Both attacks, the latest on February 16, the previous on January 10, were claimed by the banned extremist Sunni Deobandi group Lashkar-e-Jhangvi (LeJ aka ASWJ), and have highlighted the government’s and army’s inability to stem anti-Shia violence. Pakistani rescuers gather at the site of the bomb blast in Karachi
Shias, who make up around one in five of the mostly Sunni Muslim population of 180 million, are facing a record numbers of attacks. In the last few decades at least 21,000 Shia Muslims have been killed. http://criticalppp.com/archives/132675
Al Jazeera’s Imtiaz Tyab, reporting from Karachi, said: “What I’m seeing is a scene of carnage and destruction in Abbastown, where these two explosions took place in front of two apartment buildings.”
“This is a fairly dense residential area, and between 30 to 40 apartments are reported to be damaged,” our correspondent said. “We also understand is that many people are caught under the rubble.”

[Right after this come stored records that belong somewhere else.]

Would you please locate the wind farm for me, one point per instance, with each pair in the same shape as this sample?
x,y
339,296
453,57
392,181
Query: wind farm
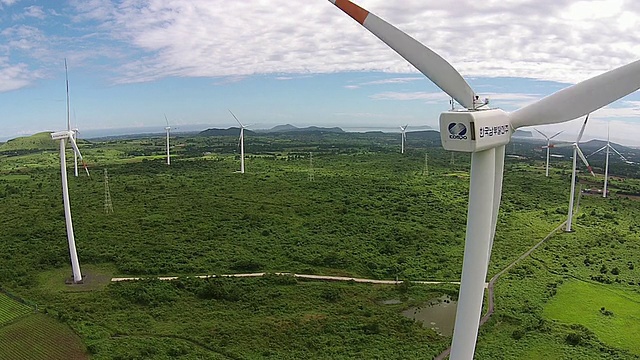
x,y
341,241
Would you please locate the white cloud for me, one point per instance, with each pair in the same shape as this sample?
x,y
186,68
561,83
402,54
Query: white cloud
x,y
550,40
14,77
7,2
34,12
408,96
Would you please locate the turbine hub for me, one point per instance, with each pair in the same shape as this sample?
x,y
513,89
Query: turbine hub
x,y
472,131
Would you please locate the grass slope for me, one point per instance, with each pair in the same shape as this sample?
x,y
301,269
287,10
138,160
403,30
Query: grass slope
x,y
39,141
38,337
11,309
579,302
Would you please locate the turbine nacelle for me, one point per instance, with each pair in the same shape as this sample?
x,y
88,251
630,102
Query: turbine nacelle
x,y
59,135
472,131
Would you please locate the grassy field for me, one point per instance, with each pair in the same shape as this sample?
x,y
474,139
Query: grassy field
x,y
11,309
587,304
38,337
370,212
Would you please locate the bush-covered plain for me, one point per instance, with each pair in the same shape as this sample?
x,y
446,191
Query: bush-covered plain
x,y
369,212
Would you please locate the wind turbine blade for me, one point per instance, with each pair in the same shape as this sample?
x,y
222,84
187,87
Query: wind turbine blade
x,y
582,129
74,145
616,151
559,145
234,116
584,160
580,99
556,134
432,65
541,133
66,77
597,151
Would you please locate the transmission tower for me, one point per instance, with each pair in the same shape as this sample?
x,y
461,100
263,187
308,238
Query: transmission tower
x,y
311,166
108,206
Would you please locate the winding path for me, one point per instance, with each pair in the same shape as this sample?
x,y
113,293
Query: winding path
x,y
492,282
302,276
490,285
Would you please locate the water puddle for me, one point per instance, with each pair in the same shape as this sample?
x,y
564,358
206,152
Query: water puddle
x,y
438,314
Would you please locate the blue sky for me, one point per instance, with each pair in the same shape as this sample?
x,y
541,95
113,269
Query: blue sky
x,y
299,62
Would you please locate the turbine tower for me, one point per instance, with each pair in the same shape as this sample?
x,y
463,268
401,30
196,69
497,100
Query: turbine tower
x,y
311,177
576,152
426,165
75,137
167,129
548,145
403,130
62,136
108,206
606,166
484,132
242,127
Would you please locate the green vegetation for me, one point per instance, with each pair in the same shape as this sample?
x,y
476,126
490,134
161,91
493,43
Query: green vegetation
x,y
611,313
11,309
369,212
38,337
37,142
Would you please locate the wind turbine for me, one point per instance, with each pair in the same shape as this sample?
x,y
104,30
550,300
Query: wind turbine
x,y
403,129
62,136
167,129
75,137
484,133
606,166
576,152
548,145
242,127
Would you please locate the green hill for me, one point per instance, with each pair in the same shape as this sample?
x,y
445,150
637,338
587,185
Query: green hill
x,y
39,141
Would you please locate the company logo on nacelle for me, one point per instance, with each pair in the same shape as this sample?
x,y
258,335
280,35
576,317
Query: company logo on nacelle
x,y
457,131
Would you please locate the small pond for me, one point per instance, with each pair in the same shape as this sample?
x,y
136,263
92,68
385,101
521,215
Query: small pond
x,y
438,314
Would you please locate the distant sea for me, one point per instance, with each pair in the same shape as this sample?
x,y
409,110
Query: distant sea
x,y
155,130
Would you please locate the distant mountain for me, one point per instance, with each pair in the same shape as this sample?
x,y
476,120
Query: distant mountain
x,y
523,134
39,141
232,131
290,128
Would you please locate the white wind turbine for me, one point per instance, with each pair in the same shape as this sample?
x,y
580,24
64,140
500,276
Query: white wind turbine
x,y
606,166
484,132
242,127
548,145
167,129
62,136
403,129
576,152
75,137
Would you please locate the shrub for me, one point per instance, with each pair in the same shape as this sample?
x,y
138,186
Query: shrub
x,y
573,339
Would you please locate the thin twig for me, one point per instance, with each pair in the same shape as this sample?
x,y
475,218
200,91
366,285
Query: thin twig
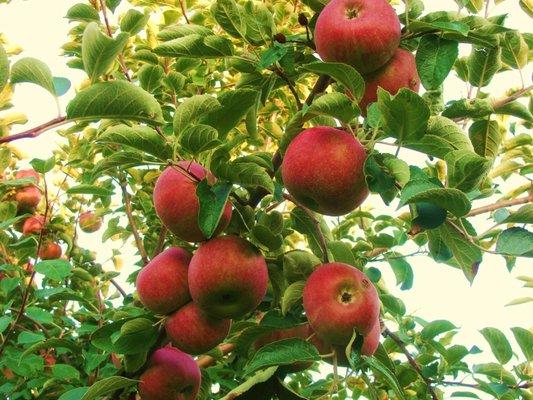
x,y
321,239
36,131
411,360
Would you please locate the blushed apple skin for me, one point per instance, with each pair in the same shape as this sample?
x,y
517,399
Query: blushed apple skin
x,y
399,72
33,225
176,202
50,251
339,299
193,331
361,33
228,277
323,168
162,284
172,375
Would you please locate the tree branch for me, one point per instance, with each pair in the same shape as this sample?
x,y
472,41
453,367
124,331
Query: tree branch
x,y
501,204
411,360
131,220
36,131
321,239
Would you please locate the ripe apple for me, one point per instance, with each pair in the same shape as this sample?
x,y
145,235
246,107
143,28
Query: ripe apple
x,y
162,283
27,173
193,331
228,277
362,33
323,169
89,222
399,72
28,198
33,225
176,202
338,300
50,251
172,374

“The fact that this is a large Shia neighbourhood is already raising alarms, after attacks on Shia communities in neighbouring Balochistan took place last month leaving over 200 dead.”
Our correspondent described rescue efforts were still underway, with “many local residents using their bare hands to find anybody underneath the rubble who may have survived the blast.”
As of yet no group has claimed responsibility, “but fingers are being pointed at Lashkar-e-Jhangvi, the same group who carried out the bombings in Quetta targeting Shia,” he said. Pakistan’s intelligence agencies helped nurture Sunni Deobandi militant groups like Lashkar-e-Jhangvi (ASWJ-LeJ) in the 1980s and 1990s for cross-border Jihadist operatiosn in India and Afghanistan.
In Pakistani and international media, there is general silence on the identity of the target killed group (i.e., Shia Muslims) and the killers, (i.e., Saudi-funded ISI-sponsored Deobandi militants of ASWJ-LeJ). Often pro-establishment analysts try to hijack or obfuscate Shia genocide as Hazara or Muhajir specific ethnic issue. There is also an attempt to portray Shia genocide by Deobandi militants as Sunni-Shia sectarian violence obfuscating the fact that Deobandi militants have also killed thousands of Sunni Barelvis, moderate Deobandis, Ahmadis and Christians.